Sunday, March 17, 2013

Our Moon has Blood Clots

I finally finished reading Rahul Panditas “Our Moon has Blood clots”. Even as I type this out, somehow, I am unable to type out at usual speed. Words are tough to get, sentences do not flow and the heart feels heavy. I have nothing to do with Kashmir- other than the fact that it is an Indian state. But something about the book struck a chord in my mind.

Three thoughts bothered me as I read through the book. 

As I read the book, I went back to 1990. At that time, I was in school. In the late 80s and 90s there was much brouhaha over the Mandal Commission, the Ayodhya movement and we all knew about it, but the Kashmir issue was somewhere in the backburner. And I remember that it was only a few years ago that I learnt about the forced exodus of the Kashmiri Pandits. Would I have learnt it without the internet and its active right community? I shudder to think that I would, perhaps, not have come across it at all. The Kashmir Pandit exile is almost a forgotten chapter for Indias chatterati. And does not seem to have received the attention it did in the 90s. And I wonder why? Werent the Pandits Indians? Werent those who perpetuated it on them Indian? Why was this forced tragedy ignored? And precious little done about it? Even till date. And there has been a lot that has gone on in trying to hide the truth about the issue. The book does a great job in bringing these out.

The second thought that bothered me as I read the book was the remarkable parallels between that and other books. Lajja for one – set in Bangladesh. Tamas and to a lesser extent, Train to Pakistan, set during partition times. Each of these books is on a similar subject of Hindus and Muslims. What bothered me was that, for centuries, these two communities stay alongside talking the same language and culture – everything similar except the god they worship and then, at a particular point, when push comes to shove, one specific community slaughters the other.

Friends turn active foes or simply turn away or turn co-conspirators. What is it that institutionalizes hatred in such deep terms? (We all know what it is, but it is fashionable to not talk about it and pretend that such a vile ideology does not exist.)

It is very tempting to think of Kashmir as a special case, but frankly it is not. Atleast my reading of history and contemporary events across the world does not point so. This has happened because a vile ideology has spread its tentacles amongst the people (And there is proof of this spread happening bit by bit, by money, by influence, by violence, by stifling the voices of those who oppose it.). And if this can happen in a culture widely regarded as tolerant and 'mixed' and 'syncretic' - there is precious little hope elsewhere, unless there is a counter influence - and that influence is not there at all. There are deniers, there are useful idiots, there are vacuous apologists, there are equivocators, but very very few calling out an ideology as vile.

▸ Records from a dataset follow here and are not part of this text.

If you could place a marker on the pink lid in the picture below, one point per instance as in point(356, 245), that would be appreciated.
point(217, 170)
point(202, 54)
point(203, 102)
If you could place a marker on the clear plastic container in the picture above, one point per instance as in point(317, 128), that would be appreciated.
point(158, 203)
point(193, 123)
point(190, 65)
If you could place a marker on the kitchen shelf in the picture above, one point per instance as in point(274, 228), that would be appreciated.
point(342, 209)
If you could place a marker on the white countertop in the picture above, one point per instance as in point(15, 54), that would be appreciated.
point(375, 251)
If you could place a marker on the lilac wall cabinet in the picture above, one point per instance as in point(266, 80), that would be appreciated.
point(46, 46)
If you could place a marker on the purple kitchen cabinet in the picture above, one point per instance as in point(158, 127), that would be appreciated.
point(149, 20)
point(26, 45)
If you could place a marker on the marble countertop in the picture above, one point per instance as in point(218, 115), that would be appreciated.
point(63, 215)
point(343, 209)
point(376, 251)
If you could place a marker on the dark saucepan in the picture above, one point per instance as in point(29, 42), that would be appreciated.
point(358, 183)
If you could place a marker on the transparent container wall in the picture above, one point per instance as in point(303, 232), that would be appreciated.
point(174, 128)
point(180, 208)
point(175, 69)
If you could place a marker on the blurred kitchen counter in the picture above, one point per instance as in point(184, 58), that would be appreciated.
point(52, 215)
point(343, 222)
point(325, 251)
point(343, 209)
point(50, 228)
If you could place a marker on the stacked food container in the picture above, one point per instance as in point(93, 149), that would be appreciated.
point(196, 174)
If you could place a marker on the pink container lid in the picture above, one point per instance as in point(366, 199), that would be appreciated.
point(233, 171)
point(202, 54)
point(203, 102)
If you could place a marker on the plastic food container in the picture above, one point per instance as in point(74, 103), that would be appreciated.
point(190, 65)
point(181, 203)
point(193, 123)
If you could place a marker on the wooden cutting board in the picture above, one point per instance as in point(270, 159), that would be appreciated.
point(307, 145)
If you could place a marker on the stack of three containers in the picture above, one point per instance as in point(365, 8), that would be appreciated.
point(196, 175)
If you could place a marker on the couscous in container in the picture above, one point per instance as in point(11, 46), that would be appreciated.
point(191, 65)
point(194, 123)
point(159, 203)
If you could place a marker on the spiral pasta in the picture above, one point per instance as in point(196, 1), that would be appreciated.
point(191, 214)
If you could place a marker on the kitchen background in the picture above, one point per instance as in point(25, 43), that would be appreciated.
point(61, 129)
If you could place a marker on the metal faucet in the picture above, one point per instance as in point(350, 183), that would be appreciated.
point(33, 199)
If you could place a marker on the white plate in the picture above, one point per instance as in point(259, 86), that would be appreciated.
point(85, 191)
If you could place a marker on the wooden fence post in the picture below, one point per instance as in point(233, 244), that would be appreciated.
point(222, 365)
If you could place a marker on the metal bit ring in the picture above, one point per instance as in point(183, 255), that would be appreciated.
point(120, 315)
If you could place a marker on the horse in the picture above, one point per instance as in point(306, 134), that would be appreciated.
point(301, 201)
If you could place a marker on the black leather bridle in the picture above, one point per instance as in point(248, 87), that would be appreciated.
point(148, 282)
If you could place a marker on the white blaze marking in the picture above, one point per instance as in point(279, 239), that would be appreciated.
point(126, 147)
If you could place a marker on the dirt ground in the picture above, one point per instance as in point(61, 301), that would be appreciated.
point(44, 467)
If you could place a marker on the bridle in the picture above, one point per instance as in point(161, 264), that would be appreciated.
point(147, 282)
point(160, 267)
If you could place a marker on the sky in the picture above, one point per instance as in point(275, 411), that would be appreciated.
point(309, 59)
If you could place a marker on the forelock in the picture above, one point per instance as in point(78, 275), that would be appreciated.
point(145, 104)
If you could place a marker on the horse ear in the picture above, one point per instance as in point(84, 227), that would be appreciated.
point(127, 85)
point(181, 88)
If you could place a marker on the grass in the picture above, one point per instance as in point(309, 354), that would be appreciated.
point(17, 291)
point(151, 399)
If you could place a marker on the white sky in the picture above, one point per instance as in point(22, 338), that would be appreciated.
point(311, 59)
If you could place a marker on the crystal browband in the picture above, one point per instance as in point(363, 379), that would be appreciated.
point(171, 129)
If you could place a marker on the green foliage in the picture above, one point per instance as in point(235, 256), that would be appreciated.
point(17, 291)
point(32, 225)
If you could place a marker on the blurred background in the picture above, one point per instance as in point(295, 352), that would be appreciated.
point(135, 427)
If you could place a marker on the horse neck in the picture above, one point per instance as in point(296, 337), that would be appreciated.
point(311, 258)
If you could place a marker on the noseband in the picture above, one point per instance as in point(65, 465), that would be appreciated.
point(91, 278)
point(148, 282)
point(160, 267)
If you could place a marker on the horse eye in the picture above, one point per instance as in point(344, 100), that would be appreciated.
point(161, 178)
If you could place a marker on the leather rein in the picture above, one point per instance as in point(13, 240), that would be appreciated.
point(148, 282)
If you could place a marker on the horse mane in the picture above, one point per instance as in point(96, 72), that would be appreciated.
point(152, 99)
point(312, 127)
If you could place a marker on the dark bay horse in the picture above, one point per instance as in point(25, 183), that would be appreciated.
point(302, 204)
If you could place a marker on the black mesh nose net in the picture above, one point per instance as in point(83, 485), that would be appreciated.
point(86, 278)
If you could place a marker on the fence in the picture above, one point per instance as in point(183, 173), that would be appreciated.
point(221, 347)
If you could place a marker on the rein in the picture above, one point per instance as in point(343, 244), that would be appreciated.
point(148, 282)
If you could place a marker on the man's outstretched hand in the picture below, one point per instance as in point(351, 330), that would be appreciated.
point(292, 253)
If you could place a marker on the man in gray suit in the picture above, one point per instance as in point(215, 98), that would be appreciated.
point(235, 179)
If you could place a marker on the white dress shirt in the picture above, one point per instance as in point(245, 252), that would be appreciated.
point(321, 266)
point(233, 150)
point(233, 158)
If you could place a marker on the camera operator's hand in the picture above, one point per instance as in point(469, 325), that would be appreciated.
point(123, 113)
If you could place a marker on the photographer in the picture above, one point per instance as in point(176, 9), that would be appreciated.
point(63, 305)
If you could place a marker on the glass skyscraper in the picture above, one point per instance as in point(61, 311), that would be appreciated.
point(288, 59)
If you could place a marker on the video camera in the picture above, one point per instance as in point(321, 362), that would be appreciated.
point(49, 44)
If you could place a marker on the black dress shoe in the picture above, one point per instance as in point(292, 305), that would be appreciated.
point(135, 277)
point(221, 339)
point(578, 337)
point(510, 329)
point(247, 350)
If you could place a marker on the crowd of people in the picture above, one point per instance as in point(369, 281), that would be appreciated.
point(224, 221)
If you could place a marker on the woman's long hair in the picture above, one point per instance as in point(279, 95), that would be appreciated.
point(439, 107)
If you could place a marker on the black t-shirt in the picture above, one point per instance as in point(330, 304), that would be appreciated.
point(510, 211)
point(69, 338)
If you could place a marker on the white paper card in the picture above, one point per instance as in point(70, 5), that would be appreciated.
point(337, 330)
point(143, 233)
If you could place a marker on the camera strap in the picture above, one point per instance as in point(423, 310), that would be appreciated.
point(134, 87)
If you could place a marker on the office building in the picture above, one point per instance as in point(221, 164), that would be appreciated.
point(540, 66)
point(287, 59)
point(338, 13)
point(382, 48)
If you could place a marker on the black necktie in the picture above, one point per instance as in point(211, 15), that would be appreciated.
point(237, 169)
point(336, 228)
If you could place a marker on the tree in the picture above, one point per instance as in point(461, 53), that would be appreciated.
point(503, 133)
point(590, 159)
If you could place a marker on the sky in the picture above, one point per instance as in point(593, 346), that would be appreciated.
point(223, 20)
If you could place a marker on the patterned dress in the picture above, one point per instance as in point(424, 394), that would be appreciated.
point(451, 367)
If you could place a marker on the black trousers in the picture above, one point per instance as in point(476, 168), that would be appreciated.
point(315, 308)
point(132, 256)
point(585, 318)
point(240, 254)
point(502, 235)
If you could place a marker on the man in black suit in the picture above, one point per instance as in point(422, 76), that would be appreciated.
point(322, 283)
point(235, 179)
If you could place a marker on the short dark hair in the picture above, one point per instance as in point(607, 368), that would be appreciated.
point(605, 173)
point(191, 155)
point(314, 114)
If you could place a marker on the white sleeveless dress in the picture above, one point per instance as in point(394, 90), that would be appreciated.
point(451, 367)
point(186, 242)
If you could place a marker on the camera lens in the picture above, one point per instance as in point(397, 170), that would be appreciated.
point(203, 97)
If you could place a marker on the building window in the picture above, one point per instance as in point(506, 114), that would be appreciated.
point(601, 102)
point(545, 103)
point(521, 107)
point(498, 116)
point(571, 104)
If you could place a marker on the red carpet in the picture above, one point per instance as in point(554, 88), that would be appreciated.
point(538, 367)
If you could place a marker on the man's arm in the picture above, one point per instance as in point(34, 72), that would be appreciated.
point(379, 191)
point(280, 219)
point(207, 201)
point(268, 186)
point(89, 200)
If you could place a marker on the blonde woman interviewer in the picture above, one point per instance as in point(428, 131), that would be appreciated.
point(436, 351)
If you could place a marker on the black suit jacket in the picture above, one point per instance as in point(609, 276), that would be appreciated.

The book shows the mirror to a people who today perpetually claim persecution, but who have brutally conspired to drive another community nearly into extinction. And yes, this has happened in India - in the great secular democratic state we are proud to be part of - and yes, in the recent past and it continues to be so.

Third, and this is perhaps the most important one. Before the forced exodus, there were many events that happened. And this is what I call as 'creeping poison'. First, one community is asked to wear an identifier (or remove an identifier) - and this has a creepy parallel with Nazis. And hatred is spread on a day to day basis - with basic humanity being denied. There are sporadic incidents here and there. Each day this goes on and on and finally, one day, all the hatred reaches a tipping point. There is no surprise about it - but like the proverbial frog in boiling water, everybody lives in denial - government, society and others. It is not difficult to identify the source(s) and clamp down on them.

I don't know. All I can say is that the book is a depressing read. This happened in our country 20 odd years ago and even today there is very little happening to rehabilitate the community - to give them back their land and home or to prevent its recurrence in other parts of the country.

But this is a great book - it is a story that deserves to be told by the millions who continue to live in forced exile. Hats off to Rahul Pandita to write out this book.